Embedding results in images described by thousands of features. Due to the curse of dimensionality, Euclidean distance becomes ineffective: in high-dimensional spaces, distances between points tend to concentrate, making all images appear similarly distant from one another. This phenomenon arises because, as the number of dimensions increases, the absolute difference between distances shrinks, reducing the discriminatory power of Euclidean distance. As a result, finding truly "similar" images using Euclidean distance becomes unreliable. A more appropriate measure is cosine distance, which considers the angle between high-dimensional vectors rather than their absolute magnitude. Cosine distance captures similarity based on direction, making it more robust for high-dimensional embeddings where magnitude differences may not be meaningful. This is particularly useful for deep learning embeddings, where the feature space often encodes semantic similarity more effectively in terms of orientation rather than strict spatial proximity.
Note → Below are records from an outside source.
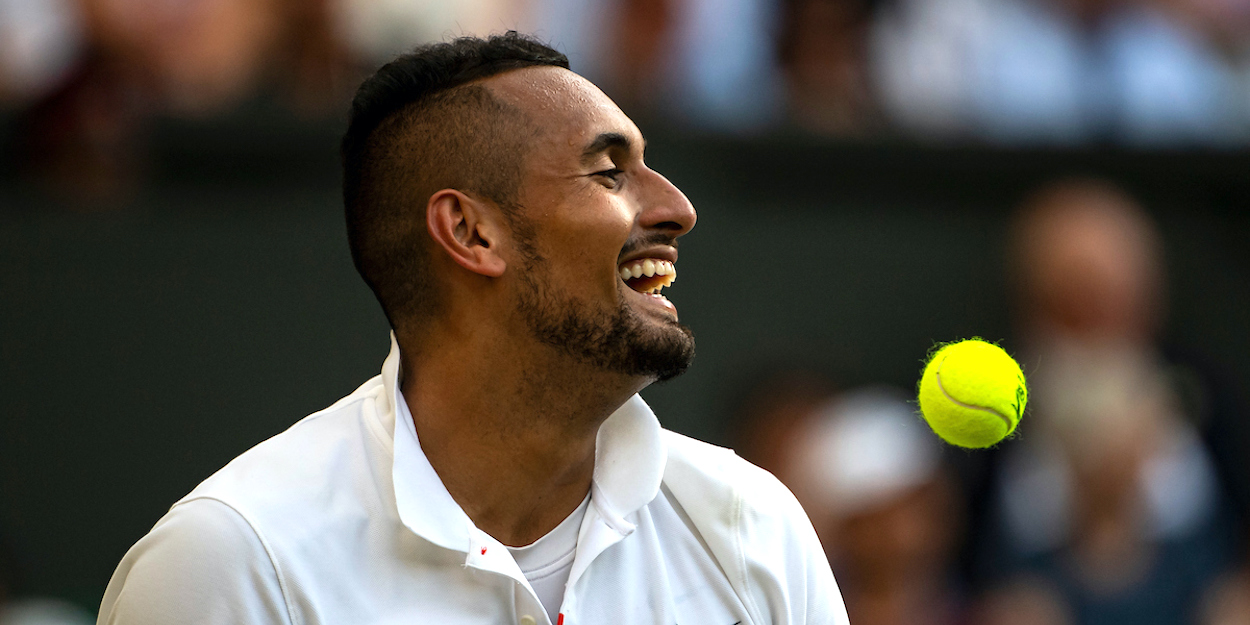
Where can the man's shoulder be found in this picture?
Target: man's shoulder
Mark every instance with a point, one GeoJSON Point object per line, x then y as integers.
{"type": "Point", "coordinates": [715, 479]}
{"type": "Point", "coordinates": [296, 468]}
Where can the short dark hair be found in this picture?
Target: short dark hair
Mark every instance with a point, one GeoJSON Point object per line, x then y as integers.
{"type": "Point", "coordinates": [418, 125]}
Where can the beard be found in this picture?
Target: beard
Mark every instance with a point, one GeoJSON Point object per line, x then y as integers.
{"type": "Point", "coordinates": [618, 340]}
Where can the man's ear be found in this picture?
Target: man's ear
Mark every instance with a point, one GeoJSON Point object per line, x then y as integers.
{"type": "Point", "coordinates": [468, 230]}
We have no clear understanding of what these features represent, except that they capture higher-level abstract concepts within the deep neural network (which, admittedly, is not very helpful for interpretation). However, we have successfully transformed images into numerical vectors, allowing us to compare them and measure their similarities and distances. Distances? Right, we can use them for clustering. Let's cluster the images of animals and see what happens.

To recap: In the workflow above, we loaded the images from the local disk, converted them into numerical representations, computed a distance matrix containing distances between all pairs of images, performed hierarchical clustering using these distances, and displayed the images corresponding to a selected branch of the dendrogram in the Image Viewer. We used cosine similarity to measure distances, as it produced a more meaningful dendrogram compared to Euclidean distance.
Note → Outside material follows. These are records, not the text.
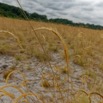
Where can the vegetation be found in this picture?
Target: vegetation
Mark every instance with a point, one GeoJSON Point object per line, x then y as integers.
{"type": "Point", "coordinates": [70, 62]}
{"type": "Point", "coordinates": [15, 12]}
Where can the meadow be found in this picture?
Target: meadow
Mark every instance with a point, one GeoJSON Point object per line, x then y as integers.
{"type": "Point", "coordinates": [59, 63]}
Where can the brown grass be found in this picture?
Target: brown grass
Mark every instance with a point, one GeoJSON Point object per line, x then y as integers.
{"type": "Point", "coordinates": [85, 50]}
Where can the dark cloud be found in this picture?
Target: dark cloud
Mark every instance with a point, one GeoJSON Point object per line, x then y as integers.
{"type": "Point", "coordinates": [87, 11]}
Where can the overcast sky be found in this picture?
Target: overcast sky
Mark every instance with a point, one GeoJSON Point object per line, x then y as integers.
{"type": "Point", "coordinates": [87, 11]}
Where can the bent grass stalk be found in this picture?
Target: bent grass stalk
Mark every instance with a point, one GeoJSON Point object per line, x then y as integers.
{"type": "Point", "coordinates": [14, 36]}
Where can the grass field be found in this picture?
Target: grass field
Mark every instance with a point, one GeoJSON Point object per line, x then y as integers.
{"type": "Point", "coordinates": [78, 80]}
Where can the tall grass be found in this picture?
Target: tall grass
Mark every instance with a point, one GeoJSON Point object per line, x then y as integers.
{"type": "Point", "coordinates": [48, 80]}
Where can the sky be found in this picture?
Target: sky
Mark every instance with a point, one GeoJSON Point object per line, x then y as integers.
{"type": "Point", "coordinates": [84, 11]}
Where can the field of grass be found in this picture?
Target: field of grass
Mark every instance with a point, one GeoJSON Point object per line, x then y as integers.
{"type": "Point", "coordinates": [79, 79]}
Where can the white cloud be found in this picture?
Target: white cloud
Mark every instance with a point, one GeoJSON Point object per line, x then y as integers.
{"type": "Point", "coordinates": [87, 11]}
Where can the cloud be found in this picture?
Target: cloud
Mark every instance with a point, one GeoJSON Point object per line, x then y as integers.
{"type": "Point", "coordinates": [87, 11]}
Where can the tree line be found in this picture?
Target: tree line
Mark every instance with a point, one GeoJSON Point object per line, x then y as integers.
{"type": "Point", "coordinates": [15, 12]}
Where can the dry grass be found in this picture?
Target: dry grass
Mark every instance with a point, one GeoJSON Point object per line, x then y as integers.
{"type": "Point", "coordinates": [85, 50]}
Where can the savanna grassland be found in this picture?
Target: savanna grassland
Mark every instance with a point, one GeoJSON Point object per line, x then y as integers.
{"type": "Point", "coordinates": [38, 72]}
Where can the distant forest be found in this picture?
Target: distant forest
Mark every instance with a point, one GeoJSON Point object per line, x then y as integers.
{"type": "Point", "coordinates": [16, 12]}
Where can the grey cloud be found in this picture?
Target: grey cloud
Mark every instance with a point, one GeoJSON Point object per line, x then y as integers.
{"type": "Point", "coordinates": [87, 11]}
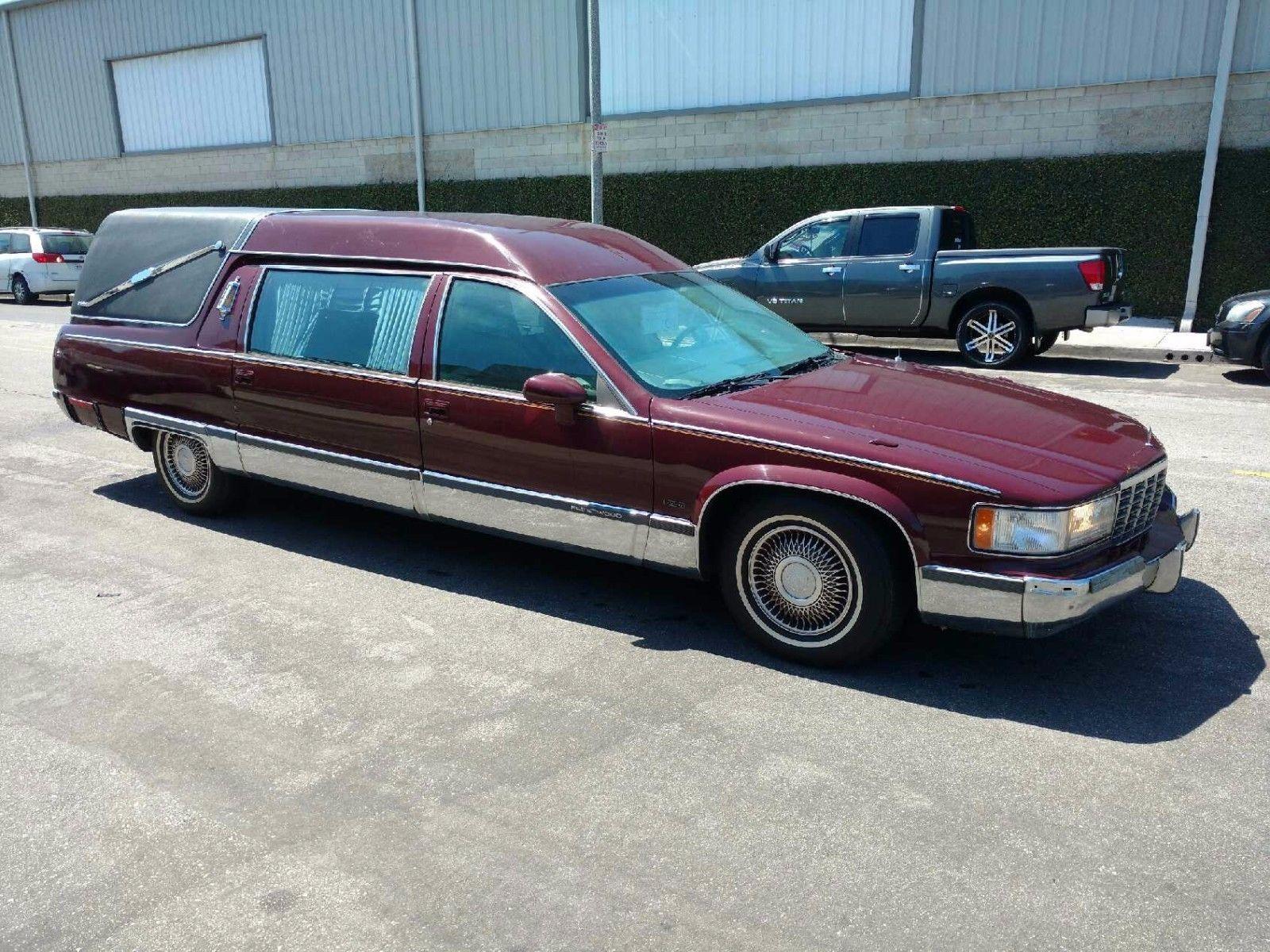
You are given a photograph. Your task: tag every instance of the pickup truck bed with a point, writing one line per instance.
(914, 271)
At this stage, we now understand how to convert images into useful numerical vectors—a process known as embedding. This representation allows us to apply various analytical techniques, including clustering, PCA, t-SNE visualizations of image maps, classification, and regression. Rather than detailing all these applications here, we refer the reader to an article on image analytics with Orange and invite them to watch the following set of videos, which further explain image classification and retrieval of similar images using Orange.

These videos are somewhat dated, and some of the widgets used in them may have been redesigned. However, the concepts they illustrate remain the same, as do most, if not all, of the widget names.